Thursday, July 22, 2010

Running Kettle jobs from BI Server

  Most power of Pentaho comes from integration. BI Server is an integration point of multitude tools, technologies and projects. This is one of the secrets of Pentaho success. Pentaho provides access to database systems, allows developer to choose between data manipulation languages(SQL, MDX, MQL), allows to perform data analysis using WEKA data mining tool, suggests different ways for incorporating business logic, helps to perform some actions like sending e-mail based on business decisions and presents the results to user in form of charts and reports.
   PDI by itself is also a great consolidating tool. I won't praise it as much as BI server just to save your time, but when consider diversity of data sources and technologies Kettle is even more sociable then BI Server. Just have a look at Kettle plugin list to get it. I believe it can run data to earth from any data source you want.
   And now imagine you tie these great tools together. You obtain fine-grained control over Kettle jobs. You can ask user for parameters before passing them to Kettle job. You can use Kettle job as a smart data source for your reports. Using java quartz lib you can schedule Kettle jobs to run with a second-precision (for comparison linux cron allows only minutes-precision).
   But many people abandon this power and run Kettle as a separate java process. I saw a lot of unanswered question on forums about running Kettle jobs in BI Server. Up to Kettle version 4.0 some bugs was in the way of using BI Server - PDI couple tied together in enterprise environment. An example is a call of System.gc() in every Kettle job.
   Below are some advices for those bold spirits who decide to integrate these tools.

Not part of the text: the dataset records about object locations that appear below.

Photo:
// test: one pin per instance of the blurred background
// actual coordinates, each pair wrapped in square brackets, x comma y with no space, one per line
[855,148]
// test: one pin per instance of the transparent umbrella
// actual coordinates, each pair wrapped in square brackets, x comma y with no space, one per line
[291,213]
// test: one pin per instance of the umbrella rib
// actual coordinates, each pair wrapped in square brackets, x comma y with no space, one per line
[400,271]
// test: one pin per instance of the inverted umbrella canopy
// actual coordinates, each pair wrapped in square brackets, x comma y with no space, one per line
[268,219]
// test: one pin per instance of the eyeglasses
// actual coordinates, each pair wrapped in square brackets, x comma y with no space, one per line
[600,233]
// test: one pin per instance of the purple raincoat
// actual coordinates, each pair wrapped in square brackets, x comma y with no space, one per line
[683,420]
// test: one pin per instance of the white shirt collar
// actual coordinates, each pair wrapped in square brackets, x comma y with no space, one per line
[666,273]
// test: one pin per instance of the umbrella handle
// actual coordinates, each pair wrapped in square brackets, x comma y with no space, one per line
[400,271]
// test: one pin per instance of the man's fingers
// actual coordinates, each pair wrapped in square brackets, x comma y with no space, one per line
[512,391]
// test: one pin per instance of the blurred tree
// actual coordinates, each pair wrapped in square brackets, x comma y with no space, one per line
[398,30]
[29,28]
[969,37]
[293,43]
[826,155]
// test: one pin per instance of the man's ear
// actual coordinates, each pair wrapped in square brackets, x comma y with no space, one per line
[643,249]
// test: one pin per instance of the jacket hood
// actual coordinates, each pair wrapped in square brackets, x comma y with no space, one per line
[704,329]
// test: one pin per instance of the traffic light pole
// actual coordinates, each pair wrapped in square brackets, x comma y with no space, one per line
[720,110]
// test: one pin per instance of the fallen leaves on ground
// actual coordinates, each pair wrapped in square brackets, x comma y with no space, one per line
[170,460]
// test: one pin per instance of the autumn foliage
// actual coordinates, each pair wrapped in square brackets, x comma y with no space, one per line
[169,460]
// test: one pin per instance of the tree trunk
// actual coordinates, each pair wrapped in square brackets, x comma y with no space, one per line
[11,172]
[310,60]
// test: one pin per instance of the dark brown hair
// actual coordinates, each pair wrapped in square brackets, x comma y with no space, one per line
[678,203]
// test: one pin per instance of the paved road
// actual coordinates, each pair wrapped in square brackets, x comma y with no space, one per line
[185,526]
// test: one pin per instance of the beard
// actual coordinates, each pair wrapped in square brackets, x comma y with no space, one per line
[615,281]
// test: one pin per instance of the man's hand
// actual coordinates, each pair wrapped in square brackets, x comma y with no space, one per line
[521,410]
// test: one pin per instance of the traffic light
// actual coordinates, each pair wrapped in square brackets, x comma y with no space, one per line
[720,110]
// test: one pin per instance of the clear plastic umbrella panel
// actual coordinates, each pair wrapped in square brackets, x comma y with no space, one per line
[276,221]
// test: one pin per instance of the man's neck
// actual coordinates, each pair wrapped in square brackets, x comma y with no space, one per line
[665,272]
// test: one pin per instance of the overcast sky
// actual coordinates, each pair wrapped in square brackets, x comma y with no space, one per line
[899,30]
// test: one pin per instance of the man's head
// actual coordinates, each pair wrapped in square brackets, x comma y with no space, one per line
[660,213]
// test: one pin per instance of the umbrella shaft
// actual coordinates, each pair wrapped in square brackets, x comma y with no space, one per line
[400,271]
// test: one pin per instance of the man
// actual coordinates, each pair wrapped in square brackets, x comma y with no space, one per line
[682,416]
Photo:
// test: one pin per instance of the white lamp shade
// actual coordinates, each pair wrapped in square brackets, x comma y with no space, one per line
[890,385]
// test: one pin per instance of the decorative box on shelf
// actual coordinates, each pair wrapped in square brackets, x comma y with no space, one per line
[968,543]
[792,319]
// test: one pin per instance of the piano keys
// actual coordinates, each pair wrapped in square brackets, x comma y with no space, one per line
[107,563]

  Setting up Kettle repository
   At first you need to show BI server where Kettle repository is. The easiest way to do it is to configure repository settings with Spoon tool. After that open User Home folder on you machine and find .kettle folder. You need to place .kettle to User Home folder of the machine where BI Server is running.
   Then open file pentaho-solutions\system\kettle\settings.xml. Use following settings to connect to DB-based kettle repository:
  1. <repository.type>rdbms</repository.type>
  2. <repository.name>kettle_repo</repository.name>
  3. <repository.userid>admin</repository.userid>
  4. <repository.password>admin</repository.password>
   admin/admin are default user name/password.

  That's it.

  Custom plugins.
   If you have custom kettle plugins you need to put it in one of following places: <PATH>/plugins, <User Home>/.kettle/plugins, <pentaho-solutions>/system/kettle/plugins.

  Running jobs
   And now to run Kettle job just add an action like that to your action sequence:
    <action-definition>
      <component-name>KettleComponent</component-name>
      <action-type>Pentaho Data Integration Job</action-type>
      <action-inputs>
        <kettle-logging-level type="string"/>
      </action-inputs>
      <action-resources/>
      <component-definition>
        <directory><![CDATA[job-dir]]></directory> 
        <job><![CDATA[job-name]]></job>
      </component-definition>
    </action-definition>
   For start use 'detail' value for kettle-logging-level. It writes enough logs but don't floods log files.

10 comments:

  1. Hi Vasili,



    I tried the way u mentioned here,i did changes to setting.xml file ,i got an issue saying repository not found.

    error:- Kettle.ERROR_0004 - The repository specified was not found (Local)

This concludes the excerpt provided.